Time for CEOs to Stop Enabling China's Blatant IP TheftTime for CEOs to Stop Enabling China's Blatant IP Theft
Protecting intellectual property in the name of US economic and national security should be part of every company's fiduciary duty.
September 17, 2020
Does the Chinese government steal technology from US companies? That was the question before four of the most powerful tech CEOs on the planet earlier this summer.
Jeff Bezos, Sundar Pichai, and Tim Cook all denied firsthand knowledge of such schemes. Only Mark Zuckerberg was willing to note that Chinese theft of technology from American companies was "well documented."
Zuckerberg is right, and his willingness to admit it marks a sea change in how US companies have approached business in China. That the other three dodged the question, however, shows that many businesses still value profit at all costs.
What are those costs, exactly?
In 2018, the US Trade Representative found that Chinese theft of American intellectual property (IP) costs between $225 billion and $600 billion annually. The FBI is investigating 1,000 cases of Chinese IP theft. The push for profit at all costs has resulted in lawsuits, damaged competitiveness, and if a company competes for federal government contracts — as Google and Amazon do — it can also be a matter of national security.
The definition of shareholder value needs to shift. Instead of pursuit of profit at any cost, protecting IP in the name of US economic and national security should be part of every company's fiduciary duty to shareholders. And that means shutting the door on China's rampant hacking and theft of US companies' technology. Too many companies are still either ignorant or neglectful of their cybersecurity.
Here are two ways we can change that and better guard American innovation from the Chinese hackers working so diligently to steal it.
Transform the Boardroom
When you look at board member profiles, it's rare to see anyone with any kind of IT savvy, let alone a cybersecurity background. With all the press around data breaches and advanced persistent threats, with the results of these attacks starting to show up in public filings, it's clear cybersecurity should not only be a board-level concern but should influence the very composition of the board.

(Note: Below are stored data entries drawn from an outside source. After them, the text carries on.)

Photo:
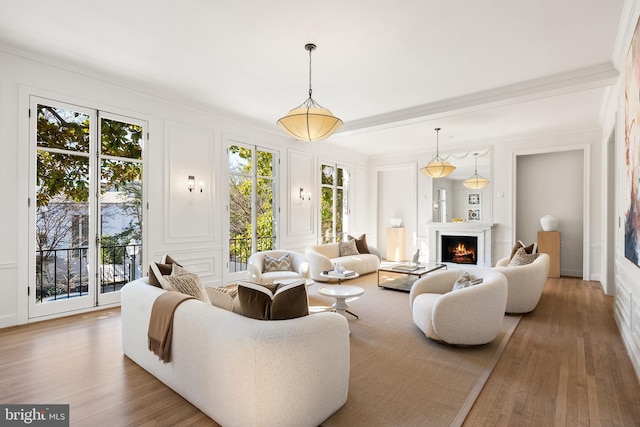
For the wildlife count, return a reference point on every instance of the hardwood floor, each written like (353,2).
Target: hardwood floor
(564,365)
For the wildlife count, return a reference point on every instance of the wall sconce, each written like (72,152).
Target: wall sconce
(303,195)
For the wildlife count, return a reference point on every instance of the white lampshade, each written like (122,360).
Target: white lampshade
(310,122)
(437,168)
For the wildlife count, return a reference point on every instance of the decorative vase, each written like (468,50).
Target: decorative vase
(549,223)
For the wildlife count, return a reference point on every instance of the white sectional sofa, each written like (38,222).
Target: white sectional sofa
(323,257)
(242,371)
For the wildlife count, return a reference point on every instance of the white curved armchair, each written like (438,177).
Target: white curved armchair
(255,265)
(525,283)
(469,316)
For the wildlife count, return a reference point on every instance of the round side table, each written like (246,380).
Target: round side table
(341,294)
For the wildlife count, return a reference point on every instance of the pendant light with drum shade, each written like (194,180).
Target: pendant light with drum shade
(437,167)
(476,182)
(310,121)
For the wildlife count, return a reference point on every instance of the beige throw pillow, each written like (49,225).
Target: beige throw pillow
(181,280)
(348,248)
(277,264)
(521,257)
(361,243)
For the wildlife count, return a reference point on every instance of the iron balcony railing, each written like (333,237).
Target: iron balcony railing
(64,273)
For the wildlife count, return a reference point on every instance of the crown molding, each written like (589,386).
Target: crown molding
(600,75)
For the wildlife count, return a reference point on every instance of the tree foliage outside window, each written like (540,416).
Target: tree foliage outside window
(63,189)
(333,204)
(245,183)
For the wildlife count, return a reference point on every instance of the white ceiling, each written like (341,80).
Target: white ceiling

Instead of having a CISO show up quarterly to offer the board a report, companies should have a former CISO on the board. Perhaps there should even be a requirement that public companies have at least one member of the board with deep expertise in cybersecurity.
Lacking that board-level expertise leaves many businesses ignorant of one of the biggest risks they face: A cyberattack that not only disrupts the business but results in the loss of IP.

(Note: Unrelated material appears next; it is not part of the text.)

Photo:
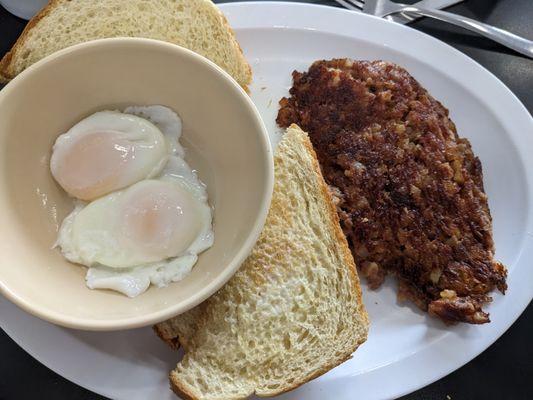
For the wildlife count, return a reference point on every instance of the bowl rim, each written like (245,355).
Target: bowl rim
(230,268)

Take a New Perspective on Compliance
Multinational businesses are drowning in regulatory requirements from GDPR and CCPA to PCI DSS and the new CMMC. From international rules to state data breach laws, companies have so much to comply with that they develop a check-box mentality around cybersecurity.
The philosophy is that if they follow the rules and pass their audits, they're fine. If a company has a credit card breach, it can produce five years of successful PCI DSS audits to show it did what it was supposed to do. This is a focus on compliance for compliance's sake, instead of on actual operational security.
The two don't have to be mutually exclusive, but it does take thought and effort to align day-to-day operations with compliance. The board often doesn't see the gulf between the two. They see red, yellow, and green on a presentation slide about compliance and ask questions about the speed of audits. With more cybersecurity expertise on that board, it can start digging deeper and support the marriage of regulatory compliance with day-to-day operations.
Why Protecting IP Is the New Imperative
Whether by ignorance or negligence, many American companies have become victims of China's IP theft. But a desire for profits over protection may be reaching its end.
The world is waking up to the blatant IP theft China has perpetrated for years and the damage it leaves in its wake. If you're not working to harden your security, to ensure your board has at least one member who's an expert in cybersecurity, and to ensure compliance isn't just a checked box but an operational security stance, you're ultimately not serving your stakeholders, your business, or your country.